The moment identified by the third phase angle 31 reflects the operation of the single-phase motor 10 near the idle status of the axle, whereas the fourth phase angle 41 indicates the operation of the single-phase motor 10 near the second operating condition 200.

Based on this information, the electronic control circuit 20 is capable of detecting an idle axle condition of the single-phase motor 10, by observing the phase difference between the current IpI that circulates through the main winding 3 and the voltage Vsa existing on the auxiliary switch 25.

In this kind of operation, the present protection and control system is capable of avoiding undesirable heating of the single-phase motor 10, shutting down the machine, and also allowing it to develop a new start-up.
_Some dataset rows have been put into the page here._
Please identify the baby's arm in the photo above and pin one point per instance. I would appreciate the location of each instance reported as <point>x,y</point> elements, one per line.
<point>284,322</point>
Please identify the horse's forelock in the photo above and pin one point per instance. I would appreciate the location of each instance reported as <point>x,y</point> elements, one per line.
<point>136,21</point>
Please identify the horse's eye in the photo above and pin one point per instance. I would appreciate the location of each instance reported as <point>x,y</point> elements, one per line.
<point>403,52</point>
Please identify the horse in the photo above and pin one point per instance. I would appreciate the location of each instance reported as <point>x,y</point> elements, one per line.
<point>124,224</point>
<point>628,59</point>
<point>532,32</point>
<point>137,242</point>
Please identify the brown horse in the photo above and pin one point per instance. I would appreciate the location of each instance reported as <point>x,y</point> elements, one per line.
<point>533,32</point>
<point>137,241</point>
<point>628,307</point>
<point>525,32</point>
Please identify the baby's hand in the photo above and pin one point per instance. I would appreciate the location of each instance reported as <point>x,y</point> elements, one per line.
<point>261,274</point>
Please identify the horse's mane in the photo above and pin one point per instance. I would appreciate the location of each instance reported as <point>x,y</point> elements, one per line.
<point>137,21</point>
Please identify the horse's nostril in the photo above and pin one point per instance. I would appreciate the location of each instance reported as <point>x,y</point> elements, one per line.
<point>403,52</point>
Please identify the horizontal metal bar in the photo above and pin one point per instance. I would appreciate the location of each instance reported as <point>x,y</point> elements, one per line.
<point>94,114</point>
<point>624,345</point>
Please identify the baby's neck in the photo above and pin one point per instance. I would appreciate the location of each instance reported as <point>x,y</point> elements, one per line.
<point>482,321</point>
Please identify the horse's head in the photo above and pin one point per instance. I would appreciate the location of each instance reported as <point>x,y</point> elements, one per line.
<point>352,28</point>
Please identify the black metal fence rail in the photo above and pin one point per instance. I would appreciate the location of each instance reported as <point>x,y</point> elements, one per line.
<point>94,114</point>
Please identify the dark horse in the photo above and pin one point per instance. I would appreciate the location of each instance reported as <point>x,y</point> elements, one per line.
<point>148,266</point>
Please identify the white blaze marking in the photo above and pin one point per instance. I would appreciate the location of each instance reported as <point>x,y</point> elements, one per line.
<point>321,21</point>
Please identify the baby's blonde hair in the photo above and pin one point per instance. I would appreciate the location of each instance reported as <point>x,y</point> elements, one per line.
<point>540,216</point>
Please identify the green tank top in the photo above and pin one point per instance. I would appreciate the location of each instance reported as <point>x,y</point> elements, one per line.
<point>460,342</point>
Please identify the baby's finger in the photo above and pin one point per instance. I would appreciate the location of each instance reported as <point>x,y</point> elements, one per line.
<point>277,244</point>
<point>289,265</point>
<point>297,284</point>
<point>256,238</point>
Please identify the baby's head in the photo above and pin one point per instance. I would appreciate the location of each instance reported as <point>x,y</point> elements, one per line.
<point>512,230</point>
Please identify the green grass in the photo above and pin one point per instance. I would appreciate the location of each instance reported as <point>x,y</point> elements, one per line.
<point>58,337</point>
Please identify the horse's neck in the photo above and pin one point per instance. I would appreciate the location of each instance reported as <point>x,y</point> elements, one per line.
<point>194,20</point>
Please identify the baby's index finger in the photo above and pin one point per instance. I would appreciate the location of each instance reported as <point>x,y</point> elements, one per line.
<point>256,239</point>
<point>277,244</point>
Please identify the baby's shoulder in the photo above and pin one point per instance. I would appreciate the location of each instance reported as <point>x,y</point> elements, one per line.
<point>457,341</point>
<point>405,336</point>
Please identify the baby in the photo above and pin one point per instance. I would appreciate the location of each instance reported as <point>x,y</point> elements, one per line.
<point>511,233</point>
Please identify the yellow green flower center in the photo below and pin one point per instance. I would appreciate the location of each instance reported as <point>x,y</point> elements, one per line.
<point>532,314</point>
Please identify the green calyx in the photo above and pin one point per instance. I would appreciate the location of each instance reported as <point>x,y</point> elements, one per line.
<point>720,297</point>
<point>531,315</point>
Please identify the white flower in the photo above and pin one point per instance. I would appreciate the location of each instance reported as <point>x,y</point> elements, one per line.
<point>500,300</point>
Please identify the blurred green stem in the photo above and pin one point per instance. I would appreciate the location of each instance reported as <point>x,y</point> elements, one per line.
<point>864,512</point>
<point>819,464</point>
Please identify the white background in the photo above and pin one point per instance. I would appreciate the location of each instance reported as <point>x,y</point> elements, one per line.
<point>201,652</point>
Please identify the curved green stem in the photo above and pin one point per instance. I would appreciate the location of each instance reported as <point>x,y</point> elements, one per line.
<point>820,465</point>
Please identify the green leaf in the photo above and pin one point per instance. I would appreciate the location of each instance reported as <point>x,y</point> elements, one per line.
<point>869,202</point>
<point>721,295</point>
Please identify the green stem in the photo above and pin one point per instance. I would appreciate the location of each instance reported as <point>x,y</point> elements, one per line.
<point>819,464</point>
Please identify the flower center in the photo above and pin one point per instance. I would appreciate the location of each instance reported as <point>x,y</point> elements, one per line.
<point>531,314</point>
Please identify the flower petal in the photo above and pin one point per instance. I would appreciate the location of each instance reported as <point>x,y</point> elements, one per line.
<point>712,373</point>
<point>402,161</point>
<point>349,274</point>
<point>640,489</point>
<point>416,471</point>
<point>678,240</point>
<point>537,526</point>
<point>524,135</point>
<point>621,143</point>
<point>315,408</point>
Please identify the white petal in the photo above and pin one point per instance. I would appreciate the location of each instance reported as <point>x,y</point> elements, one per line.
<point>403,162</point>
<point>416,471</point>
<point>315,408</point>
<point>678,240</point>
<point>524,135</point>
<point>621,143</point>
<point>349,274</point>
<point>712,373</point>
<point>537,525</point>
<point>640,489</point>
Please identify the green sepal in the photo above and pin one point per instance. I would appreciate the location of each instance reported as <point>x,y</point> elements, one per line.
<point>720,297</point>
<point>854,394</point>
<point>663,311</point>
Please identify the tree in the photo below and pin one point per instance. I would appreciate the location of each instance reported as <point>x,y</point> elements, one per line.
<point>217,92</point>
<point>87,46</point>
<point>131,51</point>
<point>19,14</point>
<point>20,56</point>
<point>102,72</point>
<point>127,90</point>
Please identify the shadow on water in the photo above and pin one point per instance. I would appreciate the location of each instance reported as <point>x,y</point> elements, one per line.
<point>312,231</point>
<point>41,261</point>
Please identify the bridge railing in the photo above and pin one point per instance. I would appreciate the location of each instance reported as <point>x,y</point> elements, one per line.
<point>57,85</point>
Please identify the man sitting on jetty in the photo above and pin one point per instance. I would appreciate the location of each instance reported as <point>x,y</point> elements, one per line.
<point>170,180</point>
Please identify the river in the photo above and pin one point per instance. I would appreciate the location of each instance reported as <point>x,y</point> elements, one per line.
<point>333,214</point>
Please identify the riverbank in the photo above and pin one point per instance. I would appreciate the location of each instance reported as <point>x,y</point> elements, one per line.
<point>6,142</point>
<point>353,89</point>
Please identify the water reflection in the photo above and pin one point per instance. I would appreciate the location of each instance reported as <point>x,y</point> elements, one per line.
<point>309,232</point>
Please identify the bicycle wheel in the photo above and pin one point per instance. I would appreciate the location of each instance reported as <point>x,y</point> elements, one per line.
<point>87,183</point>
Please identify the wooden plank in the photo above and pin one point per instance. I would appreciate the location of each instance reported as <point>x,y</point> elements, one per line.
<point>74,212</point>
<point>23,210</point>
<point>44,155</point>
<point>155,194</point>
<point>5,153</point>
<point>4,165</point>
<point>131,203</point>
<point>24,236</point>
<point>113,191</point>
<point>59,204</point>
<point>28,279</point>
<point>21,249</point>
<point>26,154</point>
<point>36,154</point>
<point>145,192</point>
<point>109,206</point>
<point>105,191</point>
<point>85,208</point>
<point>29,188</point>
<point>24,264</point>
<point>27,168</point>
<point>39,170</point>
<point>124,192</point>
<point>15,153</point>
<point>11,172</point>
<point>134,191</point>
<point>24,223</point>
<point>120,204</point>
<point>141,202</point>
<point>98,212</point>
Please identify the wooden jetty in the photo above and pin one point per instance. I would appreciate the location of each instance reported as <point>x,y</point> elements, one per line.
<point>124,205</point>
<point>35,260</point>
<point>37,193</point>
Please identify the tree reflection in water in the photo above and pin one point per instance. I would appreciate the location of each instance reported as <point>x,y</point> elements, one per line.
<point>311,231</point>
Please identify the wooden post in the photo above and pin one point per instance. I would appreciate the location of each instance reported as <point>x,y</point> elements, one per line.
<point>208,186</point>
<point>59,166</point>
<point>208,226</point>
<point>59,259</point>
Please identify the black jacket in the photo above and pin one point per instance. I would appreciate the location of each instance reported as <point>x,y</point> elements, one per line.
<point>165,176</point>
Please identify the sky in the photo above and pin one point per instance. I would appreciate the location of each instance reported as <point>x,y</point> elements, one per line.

The main 15 and auxiliary 25 switches are preferably formed by thyristors of the TRIAC kind, or equivalents, such as disclosed in figure 2 of the present application.

According to the subject matter now claimed, the electronic control circuit 20 is electrically associated to a trigger terminal 8 of the auxiliary switch 25, whereas the same electronic circuit 20 is electrically associated to a trigger terminal 7 of the main switch 15. The trigger terminal, or gate, of a TRIAC is the connection responsible for receiving a command voltage whether or not to conduct its respective thyristor.

It is normally necessary to apply short-lasting pulses to trigger the TRIAC and turn it on, and said pulse must be repeated at every semicy- cle start of the mains voltage, in order to maintain the thyristor in the on-state throughout the entire voltage cycle. Figure 5 illustrates instants in which the trigger currents are applied to their respective TRIACs. In the present invention, the electronic control circuit 20 is responsible for generating a trigger current principal IGP in the main switch 15 and the auxiliary trigger current IGA in the auxiliary switch 25.

In figure 5 it is also possible to note the existence of a main voltage VGP on the trigger terminal 7 of the main switch 15, and an auxiliary voltage VGA on the trigger terminal 8 of the auxiliary switch 25, in the moment at which they are in the on-state, as well as the currents that circulate through each switch. This case refers to an electrical voltage value originating from the trigger terminals from the main 15 and auxiliary 25 switches.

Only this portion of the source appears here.